Alors que les partisans du pouvoir célèbraient sourdine cette victoire, des manifestations sporadiques ont éclaté dans certaines périphéries de la capitale guinéenne ainsi que  dans plusieurs villes de l’intérieur du pays, faisant au moins trois morts, selon le ministère de la sécurité. Des commerces appartenant à la communauté peul ont été saccagés à Conakry.

Depuis le dimanche dernier une dizaine de guinéens, en majorité des jeunes, ont été tués par les forces de l’ordre dans un effort de supprimer les manifestations contre le 3ème mandat. Ces violences ont été condamnées par les Etats-Unis, la France et les Nations-unies qui ont boudé le processus démocratique en Guinée depuis le double scrutin tant décrié du mois de mars dernier.

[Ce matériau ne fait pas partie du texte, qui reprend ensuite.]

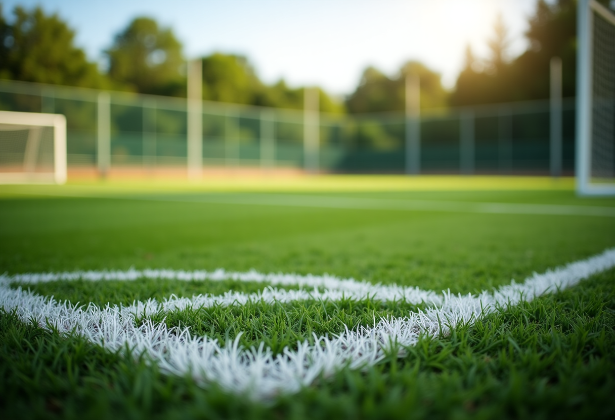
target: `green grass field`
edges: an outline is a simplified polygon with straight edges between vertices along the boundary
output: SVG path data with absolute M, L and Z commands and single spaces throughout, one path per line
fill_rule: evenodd
M 485 203 L 489 203 L 488 205 Z M 499 203 L 493 206 L 493 203 Z M 523 204 L 523 205 L 522 205 Z M 571 180 L 320 177 L 0 186 L 0 271 L 175 270 L 334 274 L 478 294 L 615 246 L 615 200 Z M 423 337 L 405 356 L 340 367 L 266 401 L 165 374 L 0 311 L 2 418 L 611 418 L 615 270 Z M 141 279 L 30 285 L 104 306 L 266 283 Z M 17 287 L 13 284 L 12 287 Z M 289 286 L 286 289 L 293 289 Z M 296 289 L 296 287 L 294 287 Z M 191 308 L 154 321 L 274 354 L 423 304 L 370 298 Z M 139 319 L 135 322 L 140 322 Z M 226 345 L 226 344 L 223 344 Z

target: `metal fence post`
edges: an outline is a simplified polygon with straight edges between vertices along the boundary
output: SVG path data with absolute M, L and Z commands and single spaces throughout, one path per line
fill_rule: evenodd
M 97 109 L 97 165 L 102 177 L 111 166 L 111 98 L 107 92 L 98 93 Z
M 512 112 L 500 108 L 498 119 L 498 166 L 502 174 L 512 173 Z
M 421 80 L 406 76 L 406 173 L 421 173 Z
M 142 104 L 143 165 L 153 168 L 156 164 L 156 99 L 146 99 Z
M 260 115 L 260 160 L 261 168 L 271 168 L 276 164 L 275 114 L 264 109 Z
M 551 176 L 561 175 L 561 59 L 553 57 L 550 63 L 549 133 Z
M 203 174 L 203 71 L 200 58 L 188 63 L 188 177 Z
M 474 173 L 474 111 L 461 112 L 459 123 L 459 169 L 462 174 Z
M 320 165 L 319 94 L 317 88 L 304 89 L 303 163 L 306 171 L 313 173 L 319 171 Z

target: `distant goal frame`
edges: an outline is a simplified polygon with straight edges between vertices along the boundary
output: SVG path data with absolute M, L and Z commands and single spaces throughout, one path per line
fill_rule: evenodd
M 0 111 L 0 125 L 52 127 L 54 170 L 48 173 L 0 172 L 2 184 L 58 184 L 66 182 L 66 119 L 60 114 Z
M 581 196 L 615 195 L 615 179 L 613 180 L 613 182 L 608 184 L 592 182 L 595 13 L 615 26 L 615 14 L 611 10 L 595 0 L 579 0 L 577 15 L 576 192 L 577 195 Z M 615 98 L 613 100 L 615 101 Z M 613 141 L 615 143 L 615 138 Z

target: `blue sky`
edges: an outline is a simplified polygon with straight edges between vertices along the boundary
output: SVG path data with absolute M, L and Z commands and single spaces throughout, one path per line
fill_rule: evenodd
M 498 13 L 509 28 L 513 55 L 536 0 L 4 0 L 41 5 L 76 32 L 76 42 L 99 61 L 115 34 L 137 16 L 172 28 L 186 56 L 220 51 L 248 57 L 261 79 L 317 85 L 351 93 L 368 65 L 393 74 L 418 60 L 454 85 L 465 45 L 479 56 Z

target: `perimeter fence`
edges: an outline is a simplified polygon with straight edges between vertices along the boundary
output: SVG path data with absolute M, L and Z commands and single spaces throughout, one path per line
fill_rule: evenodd
M 0 110 L 64 114 L 69 171 L 103 161 L 111 171 L 186 168 L 184 98 L 0 80 Z M 574 112 L 573 99 L 561 103 L 555 143 L 548 101 L 421 110 L 413 121 L 403 112 L 321 113 L 314 150 L 306 147 L 302 111 L 204 101 L 202 163 L 300 169 L 314 153 L 320 172 L 403 173 L 411 132 L 421 173 L 572 174 Z

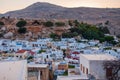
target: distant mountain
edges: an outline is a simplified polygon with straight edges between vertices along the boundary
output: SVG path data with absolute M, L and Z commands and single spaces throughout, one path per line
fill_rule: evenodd
M 25 9 L 7 12 L 4 16 L 41 19 L 78 19 L 83 21 L 107 20 L 119 17 L 120 20 L 120 9 L 65 8 L 50 3 L 37 2 Z
M 120 8 L 65 8 L 37 2 L 25 9 L 10 11 L 2 16 L 30 19 L 77 19 L 92 24 L 110 21 L 111 33 L 120 34 Z

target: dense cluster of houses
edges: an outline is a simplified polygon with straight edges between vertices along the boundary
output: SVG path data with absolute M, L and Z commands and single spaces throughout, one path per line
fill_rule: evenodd
M 30 78 L 33 76 L 37 77 L 36 80 L 53 80 L 48 76 L 48 69 L 52 71 L 54 80 L 83 80 L 89 79 L 90 75 L 105 80 L 102 62 L 115 59 L 120 59 L 120 48 L 106 46 L 98 40 L 82 39 L 78 42 L 75 38 L 62 38 L 61 41 L 53 41 L 51 38 L 37 41 L 0 39 L 0 66 L 3 61 L 27 60 L 25 65 L 28 65 L 29 79 L 23 80 L 32 80 Z M 31 71 L 35 74 L 32 77 Z M 46 71 L 47 78 L 42 71 Z

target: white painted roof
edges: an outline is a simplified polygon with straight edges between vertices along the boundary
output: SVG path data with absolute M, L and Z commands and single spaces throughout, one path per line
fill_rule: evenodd
M 34 67 L 34 68 L 47 68 L 47 64 L 28 64 L 28 67 Z
M 87 76 L 75 75 L 75 76 L 58 76 L 57 80 L 88 80 Z
M 116 58 L 107 54 L 80 54 L 88 60 L 115 60 Z

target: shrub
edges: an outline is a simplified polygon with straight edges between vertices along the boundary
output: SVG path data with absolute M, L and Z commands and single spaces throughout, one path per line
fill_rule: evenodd
M 26 33 L 26 31 L 27 31 L 27 29 L 25 27 L 22 27 L 22 28 L 18 29 L 19 33 L 23 33 L 24 34 L 24 33 Z
M 25 20 L 20 20 L 19 22 L 17 22 L 16 26 L 17 27 L 24 27 L 27 24 L 27 22 Z

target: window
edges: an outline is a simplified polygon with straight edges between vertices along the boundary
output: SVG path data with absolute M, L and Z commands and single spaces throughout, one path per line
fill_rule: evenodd
M 107 68 L 106 69 L 106 77 L 110 77 L 112 76 L 112 69 L 111 68 Z
M 85 67 L 83 66 L 83 73 L 85 73 Z
M 86 74 L 88 74 L 88 68 L 86 68 Z
M 82 71 L 82 64 L 80 65 L 81 71 Z

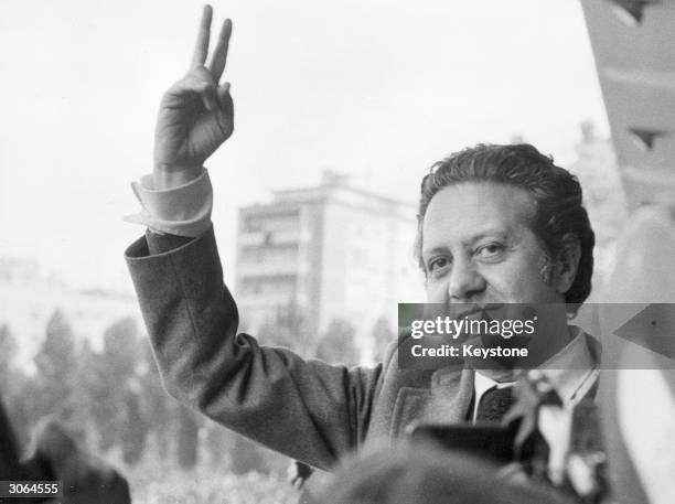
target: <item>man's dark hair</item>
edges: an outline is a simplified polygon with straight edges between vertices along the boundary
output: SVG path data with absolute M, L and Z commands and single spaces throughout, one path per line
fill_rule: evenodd
M 528 224 L 550 258 L 558 260 L 570 243 L 577 240 L 579 244 L 581 254 L 577 276 L 565 293 L 565 302 L 575 305 L 588 298 L 596 236 L 581 204 L 581 185 L 567 170 L 556 167 L 551 157 L 542 154 L 528 143 L 480 143 L 456 152 L 431 167 L 421 183 L 417 215 L 415 255 L 422 269 L 422 225 L 427 207 L 441 189 L 462 182 L 507 184 L 532 194 L 536 212 Z

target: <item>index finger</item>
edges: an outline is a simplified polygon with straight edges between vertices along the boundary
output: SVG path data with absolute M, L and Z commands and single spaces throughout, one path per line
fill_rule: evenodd
M 223 71 L 225 69 L 225 63 L 227 62 L 227 49 L 229 46 L 229 35 L 231 34 L 232 34 L 232 21 L 229 19 L 226 19 L 223 22 L 223 28 L 221 29 L 221 36 L 218 37 L 218 43 L 216 44 L 216 49 L 213 52 L 213 56 L 211 57 L 211 68 L 210 69 L 216 83 L 221 81 L 221 76 L 223 75 Z
M 203 65 L 208 54 L 208 37 L 211 35 L 211 18 L 213 9 L 207 3 L 202 11 L 202 22 L 200 23 L 200 33 L 197 34 L 194 55 L 192 56 L 192 67 Z

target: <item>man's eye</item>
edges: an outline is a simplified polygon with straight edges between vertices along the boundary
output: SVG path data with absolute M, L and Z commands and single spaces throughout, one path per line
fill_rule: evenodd
M 444 257 L 437 257 L 431 259 L 427 266 L 429 271 L 438 271 L 439 269 L 446 268 L 450 265 L 450 261 Z
M 475 255 L 483 259 L 493 259 L 504 251 L 502 244 L 488 244 L 480 247 Z

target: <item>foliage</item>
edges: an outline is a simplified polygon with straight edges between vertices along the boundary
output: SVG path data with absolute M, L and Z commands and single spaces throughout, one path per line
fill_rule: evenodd
M 358 352 L 354 341 L 356 328 L 346 320 L 333 320 L 319 341 L 317 357 L 331 364 L 354 365 Z

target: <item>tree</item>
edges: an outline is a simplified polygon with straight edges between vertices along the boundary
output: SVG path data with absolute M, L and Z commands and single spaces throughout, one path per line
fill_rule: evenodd
M 10 387 L 14 384 L 14 357 L 17 354 L 17 339 L 8 324 L 0 325 L 0 397 L 12 394 Z
M 275 317 L 262 324 L 257 337 L 264 345 L 292 348 L 304 357 L 313 355 L 314 342 L 308 330 L 307 317 L 294 298 L 277 308 Z
M 140 406 L 128 397 L 130 384 L 136 379 L 139 354 L 136 321 L 125 318 L 104 332 L 103 352 L 87 357 L 85 395 L 98 432 L 98 449 L 103 451 L 122 442 L 129 416 L 142 417 Z
M 343 319 L 334 319 L 321 336 L 317 357 L 329 363 L 353 365 L 358 362 L 354 336 L 356 328 Z
M 373 356 L 375 357 L 375 362 L 382 362 L 384 360 L 385 351 L 393 341 L 394 331 L 392 331 L 387 319 L 384 317 L 377 319 L 373 325 Z
M 128 464 L 139 462 L 146 449 L 150 425 L 141 409 L 140 394 L 131 388 L 125 398 L 125 418 L 122 421 L 122 457 Z
M 38 375 L 35 400 L 31 416 L 38 420 L 47 414 L 67 419 L 72 414 L 72 390 L 77 358 L 71 324 L 61 311 L 55 311 L 46 325 L 46 335 L 35 354 Z
M 178 462 L 182 470 L 194 469 L 200 459 L 200 421 L 196 414 L 185 406 L 178 410 Z

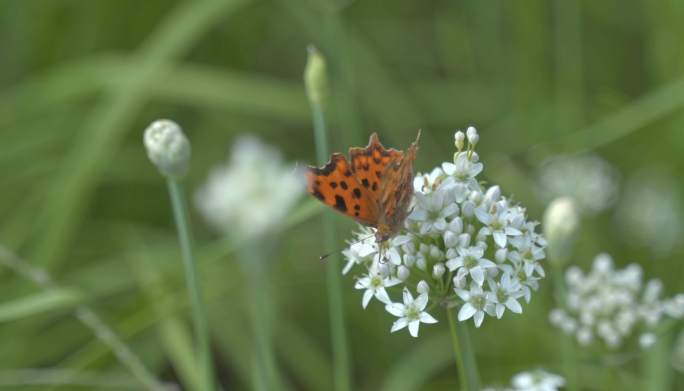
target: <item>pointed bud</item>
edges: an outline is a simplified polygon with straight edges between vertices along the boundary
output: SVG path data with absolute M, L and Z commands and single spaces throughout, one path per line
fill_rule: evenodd
M 461 149 L 463 149 L 463 140 L 465 140 L 465 134 L 463 134 L 463 132 L 461 132 L 459 130 L 458 132 L 456 132 L 455 137 L 456 137 L 456 148 L 458 148 L 458 151 L 460 152 Z
M 561 266 L 572 256 L 579 229 L 577 203 L 570 197 L 556 198 L 546 207 L 542 221 L 544 236 L 548 241 L 546 254 L 549 262 Z
M 443 263 L 436 263 L 435 266 L 432 267 L 432 276 L 435 278 L 442 277 L 444 272 L 446 272 L 446 268 Z
M 404 265 L 399 266 L 399 269 L 397 270 L 397 277 L 399 277 L 400 280 L 406 281 L 410 275 L 411 271 L 409 268 Z
M 404 264 L 408 267 L 413 267 L 416 264 L 416 256 L 413 254 L 404 254 Z
M 418 287 L 416 288 L 416 290 L 417 290 L 418 293 L 420 293 L 421 295 L 422 295 L 423 293 L 428 293 L 428 292 L 430 292 L 430 285 L 428 285 L 428 283 L 425 282 L 425 280 L 420 280 L 420 282 L 418 283 Z
M 328 88 L 328 70 L 325 57 L 318 51 L 316 46 L 309 44 L 306 47 L 309 55 L 304 68 L 304 85 L 306 96 L 312 107 L 325 110 L 328 107 L 330 91 Z
M 171 179 L 183 179 L 190 168 L 190 141 L 177 123 L 159 119 L 143 134 L 147 157 L 159 172 Z
M 503 263 L 506 258 L 508 258 L 508 249 L 506 247 L 496 250 L 494 259 L 496 259 L 497 263 Z

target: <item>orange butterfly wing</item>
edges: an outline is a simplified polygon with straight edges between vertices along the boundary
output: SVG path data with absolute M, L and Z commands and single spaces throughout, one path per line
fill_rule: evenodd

L’opposition et le FNDC qualifient la proclamation de la CENI d'”un non événement” et rejettent en bloc ce résultat jugé fraudulent. Ils demandent également aux guinéens de poursuivre le combat pour la démocratie et de ne jamais céder à la haine et à la division, “pierre angulaire de la gouvernance d’Alpha Condé au cours des dix derinières années”, a lancé un opposant du régime.

Selon des observateurs, la décision de M. Alpha Condé de se maintenir au pouvoir vaille que vaille augure des perspectives sombres pour la Guinée. AlloAfricaNews.